Más de la mitad del Comité Central de Syriza se ha manifestado rotundamente en contra de la capitulación de Tispras y del grueso de sus parlamentarios. Varoufakis no se quedará de brazos cruzados.

La Unión Europea ha salido quebrantadísima políticamente de ese lance ante la opinión pública internacional. La explícita amenaza de Grexit coram populo ha dado una señal inequívoca a los mercados financieros internacionales de la reversibilidad de la Unión Monetaria Europea, proyectando sombras muy negras sobre el futuro de la Eurozona.

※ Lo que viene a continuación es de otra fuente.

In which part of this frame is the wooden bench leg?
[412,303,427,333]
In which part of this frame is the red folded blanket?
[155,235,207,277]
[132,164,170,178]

Y lo más importante y decisivo de todo, el pueblo griego dejó muy claro la noche del 5 de julio que ya no está dispuesto a seguir sufriendo cuanto debe.

El mensaje que dio al mundo la noche del Gran OXI era de fondo y sigue vivo, y –estamos seguros— seguirá alumbrando y alimentando las esperanzas de cambio de todos los pueblos del Viejo Continente.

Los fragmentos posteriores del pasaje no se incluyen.